You see, the synchronous part can still fail for any number of reasons, and when that happens we’ll probably lose the job that should have been dispatched to the queue unless we take proactive actions.

If we look closely at the aforementioned architecture, we can note a few problems:

1. The dispatching of the jobs relies on the operation being 100% correct all the time and no problem occurs between services’ communication (between the Web Application and the Queue Cluster).
2. Relying on a single cluster to persist data from (possibly) multiple application domains/services.

If any of those problems happen, we’ll probably lose any reference to the jobs that aren’t dispatched to the queue, and we won’t have a way to retry that operation.

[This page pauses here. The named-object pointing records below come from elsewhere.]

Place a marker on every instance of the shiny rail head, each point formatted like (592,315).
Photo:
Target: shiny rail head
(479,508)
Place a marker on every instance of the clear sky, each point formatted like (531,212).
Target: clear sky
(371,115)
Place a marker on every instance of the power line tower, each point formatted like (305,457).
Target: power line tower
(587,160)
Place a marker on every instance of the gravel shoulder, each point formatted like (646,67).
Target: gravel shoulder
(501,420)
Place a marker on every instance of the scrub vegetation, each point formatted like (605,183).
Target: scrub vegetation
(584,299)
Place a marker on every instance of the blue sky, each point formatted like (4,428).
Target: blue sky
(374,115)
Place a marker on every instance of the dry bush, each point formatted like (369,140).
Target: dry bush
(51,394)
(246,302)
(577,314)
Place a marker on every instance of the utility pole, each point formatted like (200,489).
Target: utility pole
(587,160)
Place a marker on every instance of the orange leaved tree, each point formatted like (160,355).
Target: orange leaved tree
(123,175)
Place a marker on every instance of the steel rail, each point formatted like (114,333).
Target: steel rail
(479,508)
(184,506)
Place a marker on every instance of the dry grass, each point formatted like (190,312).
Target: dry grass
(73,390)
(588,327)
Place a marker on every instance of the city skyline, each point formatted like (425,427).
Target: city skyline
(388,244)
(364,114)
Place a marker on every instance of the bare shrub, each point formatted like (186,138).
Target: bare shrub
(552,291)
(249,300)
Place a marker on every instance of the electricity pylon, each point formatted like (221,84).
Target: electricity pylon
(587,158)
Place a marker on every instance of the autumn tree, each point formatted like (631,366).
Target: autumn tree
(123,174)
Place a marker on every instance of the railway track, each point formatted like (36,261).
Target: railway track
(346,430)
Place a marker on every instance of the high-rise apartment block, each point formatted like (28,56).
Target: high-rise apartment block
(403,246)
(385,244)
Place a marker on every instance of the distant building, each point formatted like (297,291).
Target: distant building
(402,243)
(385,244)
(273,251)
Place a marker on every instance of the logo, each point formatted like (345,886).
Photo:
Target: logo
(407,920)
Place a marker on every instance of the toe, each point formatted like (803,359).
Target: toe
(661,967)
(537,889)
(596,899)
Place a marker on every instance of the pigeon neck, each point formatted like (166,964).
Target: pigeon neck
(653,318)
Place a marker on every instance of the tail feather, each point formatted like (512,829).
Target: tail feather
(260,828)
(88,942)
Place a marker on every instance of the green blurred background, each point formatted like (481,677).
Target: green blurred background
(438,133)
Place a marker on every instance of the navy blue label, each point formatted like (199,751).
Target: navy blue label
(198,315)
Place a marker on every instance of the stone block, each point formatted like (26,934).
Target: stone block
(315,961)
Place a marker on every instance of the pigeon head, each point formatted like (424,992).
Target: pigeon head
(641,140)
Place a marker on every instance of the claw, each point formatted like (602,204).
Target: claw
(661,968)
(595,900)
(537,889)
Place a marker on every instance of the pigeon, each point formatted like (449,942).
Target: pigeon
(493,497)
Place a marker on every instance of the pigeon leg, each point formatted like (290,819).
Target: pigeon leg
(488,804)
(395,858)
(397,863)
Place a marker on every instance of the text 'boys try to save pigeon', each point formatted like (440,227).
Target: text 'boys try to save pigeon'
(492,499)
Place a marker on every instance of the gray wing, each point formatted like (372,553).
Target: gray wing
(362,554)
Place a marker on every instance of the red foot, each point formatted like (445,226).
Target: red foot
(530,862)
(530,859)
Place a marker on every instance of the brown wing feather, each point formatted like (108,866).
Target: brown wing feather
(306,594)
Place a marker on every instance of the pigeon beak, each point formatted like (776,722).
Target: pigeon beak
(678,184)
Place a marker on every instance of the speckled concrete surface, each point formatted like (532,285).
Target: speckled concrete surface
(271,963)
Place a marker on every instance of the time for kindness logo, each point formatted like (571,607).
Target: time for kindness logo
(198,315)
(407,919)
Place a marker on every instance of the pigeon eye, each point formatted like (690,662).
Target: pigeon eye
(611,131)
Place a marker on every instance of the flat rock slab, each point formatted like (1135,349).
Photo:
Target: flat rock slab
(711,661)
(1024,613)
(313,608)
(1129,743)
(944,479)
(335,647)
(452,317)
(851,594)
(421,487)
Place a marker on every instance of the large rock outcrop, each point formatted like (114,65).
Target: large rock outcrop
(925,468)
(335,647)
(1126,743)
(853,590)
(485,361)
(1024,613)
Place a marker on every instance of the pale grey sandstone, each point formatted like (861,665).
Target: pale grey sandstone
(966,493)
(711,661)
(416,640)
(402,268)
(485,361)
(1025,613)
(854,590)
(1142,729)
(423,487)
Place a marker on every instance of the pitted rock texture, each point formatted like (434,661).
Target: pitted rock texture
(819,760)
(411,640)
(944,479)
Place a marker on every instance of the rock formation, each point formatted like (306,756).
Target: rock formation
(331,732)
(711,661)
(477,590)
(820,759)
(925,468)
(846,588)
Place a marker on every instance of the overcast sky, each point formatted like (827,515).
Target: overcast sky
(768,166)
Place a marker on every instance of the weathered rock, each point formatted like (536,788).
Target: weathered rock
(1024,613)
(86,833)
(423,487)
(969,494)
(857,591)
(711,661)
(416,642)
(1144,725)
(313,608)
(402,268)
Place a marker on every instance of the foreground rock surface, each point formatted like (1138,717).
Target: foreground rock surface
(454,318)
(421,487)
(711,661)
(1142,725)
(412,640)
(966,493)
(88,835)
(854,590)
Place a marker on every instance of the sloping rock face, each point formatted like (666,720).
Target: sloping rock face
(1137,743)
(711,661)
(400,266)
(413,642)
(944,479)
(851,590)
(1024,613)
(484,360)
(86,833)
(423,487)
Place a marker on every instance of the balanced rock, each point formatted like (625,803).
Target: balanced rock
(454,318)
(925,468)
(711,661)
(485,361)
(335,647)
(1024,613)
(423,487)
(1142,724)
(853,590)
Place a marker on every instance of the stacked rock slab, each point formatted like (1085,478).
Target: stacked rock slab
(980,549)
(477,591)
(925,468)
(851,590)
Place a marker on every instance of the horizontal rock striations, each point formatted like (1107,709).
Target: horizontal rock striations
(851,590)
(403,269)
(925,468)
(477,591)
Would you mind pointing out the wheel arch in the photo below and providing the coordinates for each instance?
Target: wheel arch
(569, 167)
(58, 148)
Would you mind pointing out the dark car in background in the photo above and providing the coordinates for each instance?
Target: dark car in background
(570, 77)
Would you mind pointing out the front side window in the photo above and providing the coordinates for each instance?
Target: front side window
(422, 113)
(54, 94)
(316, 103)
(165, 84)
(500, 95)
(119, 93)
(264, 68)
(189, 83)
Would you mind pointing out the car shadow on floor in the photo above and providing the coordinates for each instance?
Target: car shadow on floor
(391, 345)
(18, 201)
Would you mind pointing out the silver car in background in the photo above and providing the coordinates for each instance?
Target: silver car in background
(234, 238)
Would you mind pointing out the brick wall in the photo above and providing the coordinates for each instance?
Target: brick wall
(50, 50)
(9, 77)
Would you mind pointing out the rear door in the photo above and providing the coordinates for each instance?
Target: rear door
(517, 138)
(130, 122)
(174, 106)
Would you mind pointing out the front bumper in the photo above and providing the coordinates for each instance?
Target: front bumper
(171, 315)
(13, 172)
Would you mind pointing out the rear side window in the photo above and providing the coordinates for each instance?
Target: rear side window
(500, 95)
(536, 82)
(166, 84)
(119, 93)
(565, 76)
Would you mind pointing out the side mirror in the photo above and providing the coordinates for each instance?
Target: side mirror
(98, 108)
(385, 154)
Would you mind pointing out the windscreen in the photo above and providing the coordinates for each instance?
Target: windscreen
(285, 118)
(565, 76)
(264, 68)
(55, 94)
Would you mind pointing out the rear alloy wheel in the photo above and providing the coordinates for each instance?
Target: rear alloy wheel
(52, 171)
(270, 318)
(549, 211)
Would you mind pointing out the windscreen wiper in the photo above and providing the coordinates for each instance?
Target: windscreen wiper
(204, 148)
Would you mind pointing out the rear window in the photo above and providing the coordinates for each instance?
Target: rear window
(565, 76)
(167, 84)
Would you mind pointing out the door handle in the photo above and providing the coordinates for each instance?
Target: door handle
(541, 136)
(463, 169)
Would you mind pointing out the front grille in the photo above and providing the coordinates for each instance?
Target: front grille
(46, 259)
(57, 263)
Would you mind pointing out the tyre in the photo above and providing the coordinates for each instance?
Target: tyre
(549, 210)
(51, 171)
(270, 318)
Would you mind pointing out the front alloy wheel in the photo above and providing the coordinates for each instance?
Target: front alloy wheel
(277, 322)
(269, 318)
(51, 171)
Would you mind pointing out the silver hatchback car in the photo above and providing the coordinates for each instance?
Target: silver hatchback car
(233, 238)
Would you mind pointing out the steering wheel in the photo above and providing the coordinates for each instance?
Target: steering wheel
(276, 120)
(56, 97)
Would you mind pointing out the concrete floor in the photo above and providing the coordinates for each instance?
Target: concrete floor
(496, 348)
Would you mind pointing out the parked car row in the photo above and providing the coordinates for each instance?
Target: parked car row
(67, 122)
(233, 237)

How to improve resilience and have a fail-tolerant dispatching logic

So, what to do to prevent the first issue, above, and handle failures gracefully with the option to eventually retry them when the error is fixed? Well, here’s a possible solution to guarantee that:

We can introduce a transactional outbox pattern. What this means, putting it simply is that a copy of the job is saved in a log before the dispatch itself.

This, in fact, will allow us to re-dispatch jobs for whatever reason. If retrying failed dispatching jobs is all we need, we can remove this record after the dispatch is successfully done or simply only write to this log on dispatch failures. The Queue Cluster can be unavailable for whatever time necessary, and once it comes back online, all jobs’ dispatching can be retried.

Now, to the next problem.

Minimise a domain’s cluster-specific problems’ impact on other domains

With the dispatching failures being gracefully handled, we can turn to the problem of depending on a single Cluster. If it goes down – for maintenance or because it’s filled up, to name a few possibilities- it’ll take the entire async part of our architecture down, impacting all the consumers of that Cluster.

A possible solution for guaranteeing that the blast radius of the unavailability of a Cluster doesn’t propagate to all domains/services is as follows:

Introducing a Queue Cluster per domain/service, each one independent from the others can limit the impact on the owning domain/service. So if one Cluster is down for any reason, the others will continue to operate normally.

This brings, of course, other consequences: increased infrastructure to manage and increased costs. As with everything in life, use this wisely and in the correct measure to the criticality of your architecture.

In conclusion

This is a cautionary tale. I was recently reminded the hard way that having a queueing system doesn’t magically detach itself from the application it belongs to and can, actually, bring it to its knees. Addin redundancy and some fallback strategies to prevent it from losing data when things aren’t working as expected.

At least, now, we learned a few to make queues more resilient, robust, and trustworthy.